Saplunara sits at the south-eastern tip of Mljet, roughly forty kilometres by road from the National Park at the island's western end — a journey that takes the best part of an hour on island roads. The bay opens towards the south-west, which means it catches afternoon sun and is sheltered from the bura and the maestral that can make other parts of the coast choppy. It is roughly a kilometre long, and divides into two beaches: Velika Saplunara (the larger, facing south-west) and Mala Saplunara (smaller, slightly tucked, generally quieter). Around the headland to the east lies Blaca, also known as Limuni — the same stretch of coast we visit as the Lemon Lagoon stop. The sand is not incidental. The name comes from the Latin sabulum, meaning sand, and the Croatian Adriatic is otherwise almost entirely shingle and limestone. The beach material here traces to Pleistocene sediments: ancient deposits that the sea gradually erodes and reworks onto the shore, producing the fine, pale sand that makes the water over it appear an unusually clear turquoise.
The area has been under some form of legal protection since the mid-1960s, initially as a botanical reserve. Since 2013 it has held Natura 2000 status — European designation HR4000010, covering 127.69 hectares. Two habitat types are protected under the EU Habitats Directive: embryonic shifting dunes (habitat code 2110), which are rare anywhere on the Adriatic and exceptionally rare this far south; and Mediterranean pine forests with endemic Mesogean pines (code 9540). Behind the beach Aleppo pines (Pinus halepensis) and juniper grow in dense stands. In the sand itself, psammophyte plants adapted to shifting dune conditions — including Elymus farctus and Echinophora spinosa — form the living foundation that holds the dune structure in place. A marked trail runs through the pine forest behind the beach with interpretive signs in Croatian and English. The instruction to stay on the path and not pick plants is not decorative: the dune ecosystem is the reason the beach exists.

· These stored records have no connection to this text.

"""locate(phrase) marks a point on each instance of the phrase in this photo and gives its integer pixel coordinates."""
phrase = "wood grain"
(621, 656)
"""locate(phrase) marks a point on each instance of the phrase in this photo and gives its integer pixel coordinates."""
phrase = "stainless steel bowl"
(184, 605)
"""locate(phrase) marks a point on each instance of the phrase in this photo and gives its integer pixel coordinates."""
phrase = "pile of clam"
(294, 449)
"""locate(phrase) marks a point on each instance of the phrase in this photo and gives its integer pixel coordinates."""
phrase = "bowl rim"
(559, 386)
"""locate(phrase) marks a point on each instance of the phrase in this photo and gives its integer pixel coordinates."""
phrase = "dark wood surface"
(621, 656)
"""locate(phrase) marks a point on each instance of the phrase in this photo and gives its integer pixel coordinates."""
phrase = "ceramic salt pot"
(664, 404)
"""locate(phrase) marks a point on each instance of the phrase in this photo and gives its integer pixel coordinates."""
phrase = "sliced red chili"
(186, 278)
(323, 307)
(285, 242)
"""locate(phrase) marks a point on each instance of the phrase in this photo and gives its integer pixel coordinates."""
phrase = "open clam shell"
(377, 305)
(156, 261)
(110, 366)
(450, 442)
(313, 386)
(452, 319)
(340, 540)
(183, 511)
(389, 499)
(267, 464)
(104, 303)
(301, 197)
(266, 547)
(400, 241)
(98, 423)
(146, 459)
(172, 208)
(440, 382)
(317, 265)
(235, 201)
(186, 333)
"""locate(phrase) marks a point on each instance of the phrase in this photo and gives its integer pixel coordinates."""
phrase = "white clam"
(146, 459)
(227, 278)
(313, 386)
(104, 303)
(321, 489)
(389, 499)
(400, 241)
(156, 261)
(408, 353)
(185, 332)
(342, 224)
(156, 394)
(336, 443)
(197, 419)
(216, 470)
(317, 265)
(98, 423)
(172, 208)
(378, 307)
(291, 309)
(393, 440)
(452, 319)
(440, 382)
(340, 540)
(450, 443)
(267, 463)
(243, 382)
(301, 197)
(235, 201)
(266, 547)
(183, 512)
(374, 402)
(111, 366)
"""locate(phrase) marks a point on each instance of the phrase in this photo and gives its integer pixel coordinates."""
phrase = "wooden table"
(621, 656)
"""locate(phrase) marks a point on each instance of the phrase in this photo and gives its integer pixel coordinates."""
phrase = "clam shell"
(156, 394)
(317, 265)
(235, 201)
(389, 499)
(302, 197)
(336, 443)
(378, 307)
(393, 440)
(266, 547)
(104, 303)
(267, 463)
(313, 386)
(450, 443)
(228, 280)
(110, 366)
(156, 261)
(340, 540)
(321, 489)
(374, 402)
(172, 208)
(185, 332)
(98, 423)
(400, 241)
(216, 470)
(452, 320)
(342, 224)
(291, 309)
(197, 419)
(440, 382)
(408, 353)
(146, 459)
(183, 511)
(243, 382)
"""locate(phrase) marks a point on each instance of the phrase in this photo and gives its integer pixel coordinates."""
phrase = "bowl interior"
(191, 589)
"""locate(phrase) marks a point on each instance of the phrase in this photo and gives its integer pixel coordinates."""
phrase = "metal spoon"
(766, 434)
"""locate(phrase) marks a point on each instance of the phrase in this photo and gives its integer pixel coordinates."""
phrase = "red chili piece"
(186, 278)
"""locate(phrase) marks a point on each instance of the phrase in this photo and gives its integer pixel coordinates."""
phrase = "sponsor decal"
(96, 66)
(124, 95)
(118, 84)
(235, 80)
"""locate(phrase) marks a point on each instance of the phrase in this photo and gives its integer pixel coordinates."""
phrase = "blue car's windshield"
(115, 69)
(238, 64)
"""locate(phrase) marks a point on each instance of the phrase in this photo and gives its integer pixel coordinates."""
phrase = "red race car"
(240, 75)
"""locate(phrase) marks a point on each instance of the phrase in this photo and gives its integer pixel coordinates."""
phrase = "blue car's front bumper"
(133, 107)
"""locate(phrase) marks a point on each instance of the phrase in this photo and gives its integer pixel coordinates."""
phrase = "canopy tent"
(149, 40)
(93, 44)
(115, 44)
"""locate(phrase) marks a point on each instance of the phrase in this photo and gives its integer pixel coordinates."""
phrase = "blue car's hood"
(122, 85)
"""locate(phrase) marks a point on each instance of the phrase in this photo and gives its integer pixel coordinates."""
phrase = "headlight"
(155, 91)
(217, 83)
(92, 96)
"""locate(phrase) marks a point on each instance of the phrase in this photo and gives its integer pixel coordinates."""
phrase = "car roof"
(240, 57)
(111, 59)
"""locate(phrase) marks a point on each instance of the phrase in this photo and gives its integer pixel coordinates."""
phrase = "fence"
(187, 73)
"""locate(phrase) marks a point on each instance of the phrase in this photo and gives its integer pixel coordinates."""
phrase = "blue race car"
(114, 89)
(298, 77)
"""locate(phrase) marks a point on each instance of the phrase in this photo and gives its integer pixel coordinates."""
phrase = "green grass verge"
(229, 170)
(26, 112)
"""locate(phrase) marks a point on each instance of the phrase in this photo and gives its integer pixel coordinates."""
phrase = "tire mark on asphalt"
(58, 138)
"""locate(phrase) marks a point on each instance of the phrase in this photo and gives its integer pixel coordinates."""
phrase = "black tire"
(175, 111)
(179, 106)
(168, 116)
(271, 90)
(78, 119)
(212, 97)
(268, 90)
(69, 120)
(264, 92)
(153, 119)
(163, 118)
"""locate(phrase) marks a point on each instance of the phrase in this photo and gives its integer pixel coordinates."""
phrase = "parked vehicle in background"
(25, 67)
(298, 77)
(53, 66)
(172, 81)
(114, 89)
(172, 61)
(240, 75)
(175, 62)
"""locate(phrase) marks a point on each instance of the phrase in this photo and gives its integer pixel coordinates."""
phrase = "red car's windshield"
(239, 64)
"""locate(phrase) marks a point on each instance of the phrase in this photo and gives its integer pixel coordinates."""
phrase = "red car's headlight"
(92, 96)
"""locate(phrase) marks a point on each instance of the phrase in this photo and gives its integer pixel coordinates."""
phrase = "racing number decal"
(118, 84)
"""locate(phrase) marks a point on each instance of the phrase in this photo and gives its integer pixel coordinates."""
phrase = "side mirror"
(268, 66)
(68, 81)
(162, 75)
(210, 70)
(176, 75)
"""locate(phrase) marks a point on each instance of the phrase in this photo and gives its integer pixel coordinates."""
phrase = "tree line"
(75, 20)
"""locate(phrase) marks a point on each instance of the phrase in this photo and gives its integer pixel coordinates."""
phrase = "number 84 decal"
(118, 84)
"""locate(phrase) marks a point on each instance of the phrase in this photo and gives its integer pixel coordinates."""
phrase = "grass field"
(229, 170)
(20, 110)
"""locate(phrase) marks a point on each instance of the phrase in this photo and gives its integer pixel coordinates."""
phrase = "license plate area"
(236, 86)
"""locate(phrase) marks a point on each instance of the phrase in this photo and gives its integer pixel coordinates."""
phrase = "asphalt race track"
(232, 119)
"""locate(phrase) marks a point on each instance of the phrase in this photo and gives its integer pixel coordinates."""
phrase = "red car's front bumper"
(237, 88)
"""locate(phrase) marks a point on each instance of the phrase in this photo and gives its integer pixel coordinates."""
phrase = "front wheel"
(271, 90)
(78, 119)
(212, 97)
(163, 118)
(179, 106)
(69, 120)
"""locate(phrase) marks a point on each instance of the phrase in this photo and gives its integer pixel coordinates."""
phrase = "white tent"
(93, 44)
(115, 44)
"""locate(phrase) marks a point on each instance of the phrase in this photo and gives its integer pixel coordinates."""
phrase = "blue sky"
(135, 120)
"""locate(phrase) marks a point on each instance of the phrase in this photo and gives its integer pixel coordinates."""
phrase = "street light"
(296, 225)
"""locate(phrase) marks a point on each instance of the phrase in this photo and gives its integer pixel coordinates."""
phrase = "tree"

For swimming, the shallow shelf is the defining feature. Thirty metres from shore the water is still under two metres deep, and the sandy floor keeps it warm and clear well into October. There are no umbrellas, no sun lounger rentals, no beach bar — the shade, when guests want it, comes from the pines behind the sand. A small seasonal restaurant in the hamlet serves grilled fish and local wine for groups that want to extend the stop. According to local tradition, the apostle Paul landed somewhere along this coast in AD 61 after a shipwreck, and spent three months here before sailing on — the ruins of a church above the bay are still called St Paul's church, and the official seal of Mljet county carried his image from 1850 until 1921. Malta holds the competing claim, on the grounds that the Acts of the Apostles name the place 'Melita', a name both islands carried in antiquity.